Pseudogenes associated with the events of differentiation potentially aid in the initiation of cellular reprogramming to facilitate oncogenic transformation, especially during SII ESCA. Despite a better overall survival of SII, patient stratification reveals combinatorial de-regulation of pseudogenes as a notable marker for a high degree of cellular differentiation with a unique mutational landscape.

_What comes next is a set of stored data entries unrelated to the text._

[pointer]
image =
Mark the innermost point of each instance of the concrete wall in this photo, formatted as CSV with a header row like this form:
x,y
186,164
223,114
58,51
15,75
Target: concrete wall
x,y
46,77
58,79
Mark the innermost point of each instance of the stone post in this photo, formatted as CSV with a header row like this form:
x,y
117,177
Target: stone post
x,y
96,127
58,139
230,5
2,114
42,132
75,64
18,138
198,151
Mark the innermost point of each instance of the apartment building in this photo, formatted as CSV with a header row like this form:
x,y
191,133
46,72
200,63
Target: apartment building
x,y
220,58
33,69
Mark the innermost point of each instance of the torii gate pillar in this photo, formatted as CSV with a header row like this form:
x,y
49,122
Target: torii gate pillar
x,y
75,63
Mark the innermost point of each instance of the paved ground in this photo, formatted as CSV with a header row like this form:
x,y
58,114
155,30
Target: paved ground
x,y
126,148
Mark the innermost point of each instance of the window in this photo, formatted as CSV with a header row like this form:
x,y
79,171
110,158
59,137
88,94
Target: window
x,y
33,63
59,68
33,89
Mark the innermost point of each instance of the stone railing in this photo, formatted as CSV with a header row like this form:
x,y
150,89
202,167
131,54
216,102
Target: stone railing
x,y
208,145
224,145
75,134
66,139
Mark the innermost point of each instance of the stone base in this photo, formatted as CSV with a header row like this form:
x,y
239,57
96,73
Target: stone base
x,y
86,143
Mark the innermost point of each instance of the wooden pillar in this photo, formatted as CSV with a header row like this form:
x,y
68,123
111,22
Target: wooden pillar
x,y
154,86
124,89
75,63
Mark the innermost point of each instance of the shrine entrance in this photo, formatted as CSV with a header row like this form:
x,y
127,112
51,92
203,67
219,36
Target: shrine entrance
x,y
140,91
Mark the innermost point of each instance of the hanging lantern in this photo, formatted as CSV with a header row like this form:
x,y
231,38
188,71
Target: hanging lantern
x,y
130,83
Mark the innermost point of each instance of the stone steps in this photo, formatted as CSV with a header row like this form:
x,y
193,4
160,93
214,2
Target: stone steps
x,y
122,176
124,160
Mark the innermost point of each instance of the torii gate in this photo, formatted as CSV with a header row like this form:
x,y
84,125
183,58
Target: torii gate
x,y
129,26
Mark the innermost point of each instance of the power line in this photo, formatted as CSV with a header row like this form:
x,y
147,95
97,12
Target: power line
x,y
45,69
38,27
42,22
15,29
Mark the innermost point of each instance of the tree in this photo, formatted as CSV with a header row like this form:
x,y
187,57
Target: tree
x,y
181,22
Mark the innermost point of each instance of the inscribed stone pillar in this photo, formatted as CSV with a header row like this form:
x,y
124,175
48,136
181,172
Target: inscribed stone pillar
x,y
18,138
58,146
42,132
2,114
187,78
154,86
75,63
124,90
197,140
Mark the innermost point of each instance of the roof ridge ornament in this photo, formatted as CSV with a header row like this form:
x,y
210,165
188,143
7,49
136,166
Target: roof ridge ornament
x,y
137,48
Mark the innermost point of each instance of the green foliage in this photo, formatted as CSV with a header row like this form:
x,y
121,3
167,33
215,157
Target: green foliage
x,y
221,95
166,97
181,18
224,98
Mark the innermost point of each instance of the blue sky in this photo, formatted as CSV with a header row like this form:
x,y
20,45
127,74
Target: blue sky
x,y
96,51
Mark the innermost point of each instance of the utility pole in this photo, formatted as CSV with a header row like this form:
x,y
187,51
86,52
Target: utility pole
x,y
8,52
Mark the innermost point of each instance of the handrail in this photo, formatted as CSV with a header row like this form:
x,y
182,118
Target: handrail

假基因已被证明在调节细胞分化和机体发育中具有重要作用。然而,它们在促进与癌症相关的分化中的作用尚未得到充分研究。本研究旨在探讨食管癌的肿瘤特征,以确定可能调节分化事件以促进致癌转化的假基因。
使用 DeSeq2 鉴定失调的分化相关假基因,然后使用“InteractiVenn”分析鉴定其表达模式。使用 GSEA 和 ShinyGO 分别进行基因表达依赖性和独立性富集分析,然后使用三个独特的指标定量细胞重编程、分化程度和多效性。使用贝叶斯网络分割平均生成阶段特异性基因调控网络,然后进行网络拓扑分析。使用 MEME、STREME 和 Tomtom 鉴定转录因子和 miRNA,它们在假基因下游发挥调节作用,启动细胞重编程并进一步促进致癌转化。根据假基因的表达模式对患者样本进行分层,然后分别使用 GSEA、MAF 和“survminer”进行 GSEA、突变分析和生存分析。
假基因显示出独特的阶段表达模式,特征在于 II 期(SII)ESCA 具有高细胞重编程率、分化程度和多效性。基因调控网络及其相关拓扑结构表明其具有高稳健性,从而验证了 SII 观察到的高多效性。SII 中 SOX2、FEV、PRRX1 和 TFAP2A 的假基因调控表达可能调节细胞重编程并促进致癌作用。此外,SII 中基于患者分层的突变分析表明 APOBEC3A(A3A)是重编程细胞的稳态突变事件的潜在标志,除了失调的 APOBEC3G 导致明显的超突变事件外,还导致了独特的事件。两个队列的进一步富集分析表明,假基因的组合表达在细胞重编程中起着关键作用。最后,生存分析揭示了在 SII ESCA 和患者分层队列中促进不良预后的独特基因,从而为不同的假基因表达景观提供了有价值的预后生物标志物以及分化和致癌标志物。
与分化事件相关的假基因可能有助于启动细胞重编程,从而促进致癌转化,特别是在 SII ESCA 中。尽管 SII 的整体生存率较好,但患者分层显示假基因的组合失调是细胞高度分化的显著标志,具有独特的突变景观。